Step 1: Prepare the Protein Structure

from Bio import PDB
from Bio.PDB import PDBParser, PDBIO, Select

class NonHetSelect(Select):
    """Remove HETATM records (ligands, water) — keep only protein atoms."""
    def accept_residue(self, residue):
        return residue.id[0] == " "

def clean_pdb(input_pdb: str, output_pdb: str):
    parser = PDBParser(QUIET=True)
    structure = parser.get_structure("protein", input_pdb)
    io = PDBIO()
    io.set_structure(structure)
    io.save(output_pdb, NonHetSelect())
    print(f"Cleaned PDB saved to: {output_pdb}")

clean_pdb("raw_protein.pdb", "protein_clean.pdb")

Step 2: Prepare the Ligand Input

from rdkit import Chem
from rdkit.Chem import AllChem, SDWriter

def smiles_to_sdf(smiles: str, output_sdf: str, n_confs: int = 1):
    """Convert SMILES to 3D SDF for DiffDock input."""
    mol = Chem.MolFromSmiles(smiles)
    mol = Chem.AddHs(mol)
    AllChem.EmbedMolecule(mol, AllChem.ETKDGv3())
    AllChem.MMFFOptimizeMolecule(mol)
    writer = SDWriter(output_sdf)
    writer.write(mol)
    writer.close()
    print(f"Ligand SDF written to: {output_sdf}")
    return mol

# Example: ibuprofen
smiles = "CC(C)Cc1ccc(cc1)C(C)C(=O)O"
mol    = smiles_to_sdf(smiles, "ligand.sdf")
print(f"Ligand formula: {Chem.rdMolDescriptors.CalcMolFormula(mol)}")
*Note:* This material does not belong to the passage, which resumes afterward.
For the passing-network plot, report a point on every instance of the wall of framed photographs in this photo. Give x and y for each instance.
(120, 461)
Step 3: Run DiffDock Inference

# Command-line inference (run from the DiffDock directory)
python inference.py \
    --protein_path protein_clean.pdb \
    --ligand       "CC(C)Cc1ccc(cc1)C(C)C(=O)O" \
    --out_dir      results/ \
    --inference_steps 20 \
    --samples_per_complex 40 \
    --batch_size 10 \
    --no_final_step_noise

import subprocess

def run_diffdock(protein_pdb: str, ligand_smiles: str, out_dir: str,
                 n_samples: int = 40, n_steps: int = 20):
    cmd = [
        "python", "inference.py",
        "--protein_path",      protein_pdb,
        "--ligand",            ligand_smiles,
        "--out_dir",           out_dir,
        "--inference_steps",   str(n_steps),
        "--samples_per_complex", str(n_samples),
        "--batch_size",        "10",
        "--no_final_step_noise",
    ]
    result = subprocess.run(cmd, capture_output=True, text=True, cwd="DiffDock/")
    if result.returncode == 0:
        print(f"DiffDock complete. Results in: {out_dir}")
    else:
        print(f"Error: {result.stderr}")
    return result

run_diffdock("protein_clean.pdb", "CC(C)Cc1ccc(cc1)C(C)C(=O)O", "results/")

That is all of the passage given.